JDBC Connector

Parent document: Connectors

The JDBC Connector directly connects to the database through JDBC, and imports data into other storages or imports other stored data into the database in a batch manner. JDBC connectors internally read from slaves to minimize the impact on DB.

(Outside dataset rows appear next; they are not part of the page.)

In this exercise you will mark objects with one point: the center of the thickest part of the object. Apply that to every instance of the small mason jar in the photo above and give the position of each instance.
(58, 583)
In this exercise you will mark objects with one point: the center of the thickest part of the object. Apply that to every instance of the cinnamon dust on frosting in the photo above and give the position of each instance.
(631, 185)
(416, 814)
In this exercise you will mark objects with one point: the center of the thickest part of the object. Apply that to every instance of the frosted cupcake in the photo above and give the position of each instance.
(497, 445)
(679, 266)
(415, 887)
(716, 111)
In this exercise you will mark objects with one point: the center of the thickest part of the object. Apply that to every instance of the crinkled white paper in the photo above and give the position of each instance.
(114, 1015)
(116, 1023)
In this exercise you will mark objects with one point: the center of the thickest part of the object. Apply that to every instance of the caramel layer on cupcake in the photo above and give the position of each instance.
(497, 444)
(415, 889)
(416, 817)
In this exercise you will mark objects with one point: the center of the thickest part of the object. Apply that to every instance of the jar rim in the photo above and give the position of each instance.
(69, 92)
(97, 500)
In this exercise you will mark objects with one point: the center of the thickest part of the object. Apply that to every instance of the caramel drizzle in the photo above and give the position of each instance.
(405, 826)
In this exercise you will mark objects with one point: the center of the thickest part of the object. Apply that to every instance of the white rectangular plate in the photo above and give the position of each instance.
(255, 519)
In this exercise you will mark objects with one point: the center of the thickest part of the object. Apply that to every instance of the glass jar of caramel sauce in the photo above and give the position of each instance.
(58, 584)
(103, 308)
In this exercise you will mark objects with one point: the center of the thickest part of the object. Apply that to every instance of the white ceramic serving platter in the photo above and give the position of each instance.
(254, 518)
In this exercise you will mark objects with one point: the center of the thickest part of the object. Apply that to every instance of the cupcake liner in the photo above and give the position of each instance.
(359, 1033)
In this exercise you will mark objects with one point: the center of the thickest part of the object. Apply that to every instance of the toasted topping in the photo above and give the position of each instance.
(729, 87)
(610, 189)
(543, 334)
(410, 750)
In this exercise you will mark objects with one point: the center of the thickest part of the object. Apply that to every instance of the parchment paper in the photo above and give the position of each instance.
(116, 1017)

Currently, supports reading and writing three kinds of data sources including MySQL, Oracle, PgSQL, SqlServer.

Supported data types

Supported by MySQL

bit
tinyint
tinyint unsigned
smallint
smallint unsigned
mediumint
mediumint unsigned
enum
int
int unsigned
bigint
bigint unsigned
timestamp
datetime
float
float unsigned
double
double unsigned
decimal
decimal unsigned
real
date
time
year
char
varchar
longvarchar
nvar
nvarchar
longnvarchar
tinytext
mediumtext
longtext
text
string
json
blob
mediumblob
tinyblob
longblob
binary
longvarbinary
varbinary
geometry
multipolygon
set

Supported by Oracle

char
varchar
interval day
interval year
intervalds
intervalym
varchar2
nchar
nvarchar2
long
blob
clob
nclob
string
character
number
integer
int
smallint
float
double
double precision
numeric
decimal
real
bit
bool
date
timestamp
timestamp with time zone
timestamp with local time zone
datetime
blob
bfile
raw
long raw
rowid
urowid
xmltype
binary_float
binary_double

Supported by PgSQL

char
bpchar
varchar
text
character varying
string
character
bigint
int8
integer
int
int4
smallserial
serial
bigserial
smallint
int2
double
money
double precision
float8
numeric
decimal
real
float
float4
boolean
bool
date
time
timetz
timestamp
timestamptz
bytea
bit
bit varying
varbit
uuid
cidr
xml
inet
macaddr
enum
json
jsonb
aclitem
_aclitem
_int2
_int4
_float4
_text
_char
cid
inet
int2vector
interval
oid
_oid
pg_node_tree

Supported by SqlServer

char
varchar
text
nchar
nvarchar
ntext
bigint
int
int identity
integer
smallint
tinyint
float
double precision
numeric
decimal
money
real
bit
date
timestamp
datetime
datetime2
time
binary
varbinary
image
datetimeoffset
smalldatetime
sql_variant
uniqueidentifier
xml

JDBC Source

Please add property `permitMysqlScheme in connection url when use MySQL.

Main function

Supports multiple sharding algorithms
Support the reading of sub-database and sub-table database
Support table synchronization and SQL synchronization
Support filter statement

Parameters

General parameters

Param name	Default value	Required	Parameter type	Recommended value / Example value	Description
class	-	Yes	string	com.bytedance.bitsail.connector.legacy.jdbc.source.JDBCInputFormat	Reader class name for mysql
class	-	Yes	string	com.bytedance.bitsail.connector.legacy.jdbc.source.OracleInputFormat	Reader class name for Oracle
class	-	Yes	string	com.bytedance.bitsail.connector.legacy.jdbc.source.PostgresqlInputFormat	Reader class name for Pgsql
class	-	Yes	string	com.bytedance.bitsail.connector.legacy.jdbc.source.SqlServerInputFormat	Reader class name for SqlServer
columns	-	No	list<map<string,string>>	"[ { "name":"id", "type":"int" }, { "name":"name", "type":"varchar" } ]	Describing fields' names and types. It needs to be consistent with the number of columns specified by the writer.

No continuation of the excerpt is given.